Een behandeling met pembrolizumab plus chemoradiatie liet een gunstige trend zien naar een betere eventvrije overleving versus placebo plus chemoradiatie bij patiënten met lokaal gevorderd plaveiselcelcarcinoom van het hoofd-halsgebied. Het verschil tussen beide studiearmen was echter niet statistisch significant, toonde dr. Jean-Pascal Machiels (Brussel, België) in zijn presentatie van de KEYNOTE-412-studie tijdens het tweede Presidential Symposium van het ESMO Congress 2022.

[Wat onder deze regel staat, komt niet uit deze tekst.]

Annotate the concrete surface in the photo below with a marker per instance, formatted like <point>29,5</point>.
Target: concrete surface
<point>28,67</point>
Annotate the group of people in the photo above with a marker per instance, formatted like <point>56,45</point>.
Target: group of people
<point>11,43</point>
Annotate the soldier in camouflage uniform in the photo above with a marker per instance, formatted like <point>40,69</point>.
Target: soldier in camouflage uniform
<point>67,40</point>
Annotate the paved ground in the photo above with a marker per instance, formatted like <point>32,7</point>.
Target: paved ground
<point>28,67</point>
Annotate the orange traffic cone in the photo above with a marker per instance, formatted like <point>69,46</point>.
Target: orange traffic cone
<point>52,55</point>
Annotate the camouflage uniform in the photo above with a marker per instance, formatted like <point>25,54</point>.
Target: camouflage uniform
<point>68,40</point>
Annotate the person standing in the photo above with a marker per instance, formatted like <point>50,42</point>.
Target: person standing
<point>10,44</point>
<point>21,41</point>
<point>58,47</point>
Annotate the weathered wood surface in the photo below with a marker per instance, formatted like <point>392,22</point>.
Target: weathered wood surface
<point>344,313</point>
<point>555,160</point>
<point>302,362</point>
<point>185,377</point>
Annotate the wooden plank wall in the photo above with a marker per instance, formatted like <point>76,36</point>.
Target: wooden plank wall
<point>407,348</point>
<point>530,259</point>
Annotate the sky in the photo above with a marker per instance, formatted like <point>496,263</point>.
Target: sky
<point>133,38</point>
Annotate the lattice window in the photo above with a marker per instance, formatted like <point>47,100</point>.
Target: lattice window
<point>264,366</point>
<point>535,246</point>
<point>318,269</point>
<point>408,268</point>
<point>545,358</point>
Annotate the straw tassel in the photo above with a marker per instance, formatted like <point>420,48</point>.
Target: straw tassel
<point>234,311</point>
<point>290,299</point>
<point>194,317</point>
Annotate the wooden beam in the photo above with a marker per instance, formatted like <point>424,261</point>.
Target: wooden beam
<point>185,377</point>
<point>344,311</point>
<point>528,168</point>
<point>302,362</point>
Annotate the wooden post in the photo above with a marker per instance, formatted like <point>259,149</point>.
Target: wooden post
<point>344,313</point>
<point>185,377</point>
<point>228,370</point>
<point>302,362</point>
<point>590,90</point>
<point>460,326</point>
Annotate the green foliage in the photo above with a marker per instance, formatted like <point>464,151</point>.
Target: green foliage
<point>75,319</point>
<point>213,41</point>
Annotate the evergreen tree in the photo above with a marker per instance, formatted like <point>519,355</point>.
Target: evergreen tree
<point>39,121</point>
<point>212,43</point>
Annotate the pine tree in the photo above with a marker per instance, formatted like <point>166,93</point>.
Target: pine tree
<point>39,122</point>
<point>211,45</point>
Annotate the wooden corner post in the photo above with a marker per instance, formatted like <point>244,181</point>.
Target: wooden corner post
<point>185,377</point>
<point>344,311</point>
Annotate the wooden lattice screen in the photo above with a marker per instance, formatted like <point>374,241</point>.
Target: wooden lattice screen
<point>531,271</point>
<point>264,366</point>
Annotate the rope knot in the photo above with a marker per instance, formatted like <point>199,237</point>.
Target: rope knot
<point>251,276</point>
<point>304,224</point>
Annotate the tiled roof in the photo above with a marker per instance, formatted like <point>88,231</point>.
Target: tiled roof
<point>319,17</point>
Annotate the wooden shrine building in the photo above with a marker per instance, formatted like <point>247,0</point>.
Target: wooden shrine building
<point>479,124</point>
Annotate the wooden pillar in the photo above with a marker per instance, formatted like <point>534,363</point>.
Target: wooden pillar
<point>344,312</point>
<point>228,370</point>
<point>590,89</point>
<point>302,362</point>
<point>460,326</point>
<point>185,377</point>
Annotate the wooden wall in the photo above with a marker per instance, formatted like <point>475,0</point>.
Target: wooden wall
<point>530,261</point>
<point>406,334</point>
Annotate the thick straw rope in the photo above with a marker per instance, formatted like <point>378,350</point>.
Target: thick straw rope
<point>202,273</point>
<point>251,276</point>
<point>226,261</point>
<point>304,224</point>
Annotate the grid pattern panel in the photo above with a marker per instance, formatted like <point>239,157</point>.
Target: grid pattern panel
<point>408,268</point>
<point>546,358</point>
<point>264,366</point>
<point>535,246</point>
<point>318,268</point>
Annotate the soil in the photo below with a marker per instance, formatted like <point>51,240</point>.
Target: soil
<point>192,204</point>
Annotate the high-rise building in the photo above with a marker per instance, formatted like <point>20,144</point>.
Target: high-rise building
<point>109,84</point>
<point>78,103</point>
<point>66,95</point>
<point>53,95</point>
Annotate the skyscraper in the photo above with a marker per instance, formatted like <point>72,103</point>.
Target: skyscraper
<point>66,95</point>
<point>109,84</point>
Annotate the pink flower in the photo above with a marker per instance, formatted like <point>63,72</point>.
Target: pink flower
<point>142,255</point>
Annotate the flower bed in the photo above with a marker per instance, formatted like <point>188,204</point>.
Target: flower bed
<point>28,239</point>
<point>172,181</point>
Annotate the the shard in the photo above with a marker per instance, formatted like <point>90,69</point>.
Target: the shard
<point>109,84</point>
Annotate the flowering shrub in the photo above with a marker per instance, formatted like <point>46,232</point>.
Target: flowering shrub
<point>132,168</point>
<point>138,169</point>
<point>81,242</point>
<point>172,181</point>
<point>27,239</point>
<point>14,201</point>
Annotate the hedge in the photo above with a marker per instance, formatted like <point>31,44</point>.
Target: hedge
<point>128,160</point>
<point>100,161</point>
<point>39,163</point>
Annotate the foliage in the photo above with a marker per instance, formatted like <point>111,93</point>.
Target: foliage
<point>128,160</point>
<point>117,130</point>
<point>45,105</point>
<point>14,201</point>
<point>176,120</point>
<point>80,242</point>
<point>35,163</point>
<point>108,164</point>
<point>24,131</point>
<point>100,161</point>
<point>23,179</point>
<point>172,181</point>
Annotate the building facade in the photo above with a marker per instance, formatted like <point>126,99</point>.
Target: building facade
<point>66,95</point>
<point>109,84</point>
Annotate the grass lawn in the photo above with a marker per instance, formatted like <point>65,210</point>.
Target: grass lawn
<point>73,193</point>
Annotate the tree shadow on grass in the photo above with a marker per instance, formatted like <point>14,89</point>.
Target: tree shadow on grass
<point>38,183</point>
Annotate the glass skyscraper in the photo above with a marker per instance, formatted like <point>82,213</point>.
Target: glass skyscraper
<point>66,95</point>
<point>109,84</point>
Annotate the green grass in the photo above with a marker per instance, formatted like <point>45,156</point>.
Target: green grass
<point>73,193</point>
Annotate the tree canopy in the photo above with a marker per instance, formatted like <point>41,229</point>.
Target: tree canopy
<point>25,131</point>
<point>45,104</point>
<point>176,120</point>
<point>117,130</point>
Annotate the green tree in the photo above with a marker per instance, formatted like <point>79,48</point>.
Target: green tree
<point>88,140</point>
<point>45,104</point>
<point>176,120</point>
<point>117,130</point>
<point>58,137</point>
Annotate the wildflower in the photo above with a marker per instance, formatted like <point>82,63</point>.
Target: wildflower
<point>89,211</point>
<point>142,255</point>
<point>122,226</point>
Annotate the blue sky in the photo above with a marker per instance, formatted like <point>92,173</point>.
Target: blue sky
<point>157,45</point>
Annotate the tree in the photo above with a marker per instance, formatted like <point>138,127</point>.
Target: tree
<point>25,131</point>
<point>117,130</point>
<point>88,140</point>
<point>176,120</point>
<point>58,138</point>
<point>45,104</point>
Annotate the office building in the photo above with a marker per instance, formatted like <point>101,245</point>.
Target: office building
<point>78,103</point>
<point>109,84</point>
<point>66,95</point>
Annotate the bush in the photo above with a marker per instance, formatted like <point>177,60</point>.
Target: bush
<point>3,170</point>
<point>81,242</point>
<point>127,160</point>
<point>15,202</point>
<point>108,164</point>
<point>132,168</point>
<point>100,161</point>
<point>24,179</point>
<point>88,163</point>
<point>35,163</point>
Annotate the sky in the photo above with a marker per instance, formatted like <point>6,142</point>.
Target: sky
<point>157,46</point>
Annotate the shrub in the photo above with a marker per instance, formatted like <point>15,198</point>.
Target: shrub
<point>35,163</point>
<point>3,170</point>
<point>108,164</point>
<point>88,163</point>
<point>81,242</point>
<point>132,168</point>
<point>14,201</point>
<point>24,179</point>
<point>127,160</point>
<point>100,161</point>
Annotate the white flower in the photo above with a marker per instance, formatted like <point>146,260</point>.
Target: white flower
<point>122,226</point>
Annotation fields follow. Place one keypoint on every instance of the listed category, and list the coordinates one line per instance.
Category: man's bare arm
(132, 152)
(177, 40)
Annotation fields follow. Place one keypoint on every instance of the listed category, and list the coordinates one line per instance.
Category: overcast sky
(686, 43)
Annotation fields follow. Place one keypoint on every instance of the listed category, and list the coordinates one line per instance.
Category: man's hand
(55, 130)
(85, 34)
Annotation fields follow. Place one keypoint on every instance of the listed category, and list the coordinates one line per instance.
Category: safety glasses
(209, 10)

In de KEYNOTE-914-studie werden patiënten met nieuw-gediagnosticeerd, niet-gereseceerd, lokaal gevorderd plaveiselcelcarcinoom van het hoofd-halsgebied (HNSCC) geïncludeerd.1 Jean-Pascal Machiels: “We randomiseerden 804 patiënten 1:1 naar een behandeling met pembrolizumab plus chemoradiatie (CRT) gevolgd door een onderhoudsbehandeling met pembrolizumab, of naar placebo plus CRT gevolgd door een onderhoudsbehandeling met placebo.” De primaire uitkomstmaat van de studie was de eventvrije overleving (EFS) en secundaire uitkomstmaten waren de algehele overleving (OS) en veiligheid/verdraagbaarheid. De OS werd echter pas geanalyseerd op het moment dat de studie positief was voor EFS. Hierbij werd een eenzijdige p-waarde van 0,0242 aangehouden. De mediane follow-up was 47,7 maanden.
Niet-significant voordeel
“De primaire uitkomstmaat in deze studie werd niet behaald”, zei Machiels. “We zagen wel een positieve trend in het voordeel van pembrolizumab plus CRT (HR 0,83; 95% BI 0,68-1,03; p=0,0429).” De mediane EFS was nog niet bereikt in de pembrolizumabarm en was 46,6 maanden in de placeboarm. Het tweejaars-EFS-percentage was respectievelijk 63,2% versus 56,2%. Het niet-significante voordeel op de EFS werd gezien in alle vooraf gespecificeerde subgroepen, met uitzondering van de subgroep van patiënten met een PD-L1 combined positive score (CPS) <1. Ook de OS was vergelijkbaar tussen beide studiearmen (HR 0,90; 95% BI 0,71-1,15), waarbij de mediane OS in beide groepen nog niet bereikt was. Het driejaars-OS-percentage was 71,9% met pembrolizumab en 70,1% met placebo.
Subgroep met CPS ≥20
In een verkennende analyse zijn de resultaten onderzocht voor de subgroep van patiënten met een PD-L1-CPS ≥20. Machiels: “De HR voor EFS was 0,73 in deze subgroep en het tweejaars-EFS-percentage was 71,2% met pembrolizumab versus 62,6% met placebo. De HR voor OS was 0,67 en het driejaars-OS-percentage was 79,1% met pembrolizumab versus 73,0% met placebo.” De meest voorkomende bijwerkingen waren als verwacht: stomatitis, stralingsschade aan de huid, misselijkheid en anemie. In totaal had 8,3% van de patiënten in de pembrolizumabarm immuungemedieerde bijwerkingen van graad 3 tot 5. De meest voorkomende waren hypo- en hyperthyreoïdie.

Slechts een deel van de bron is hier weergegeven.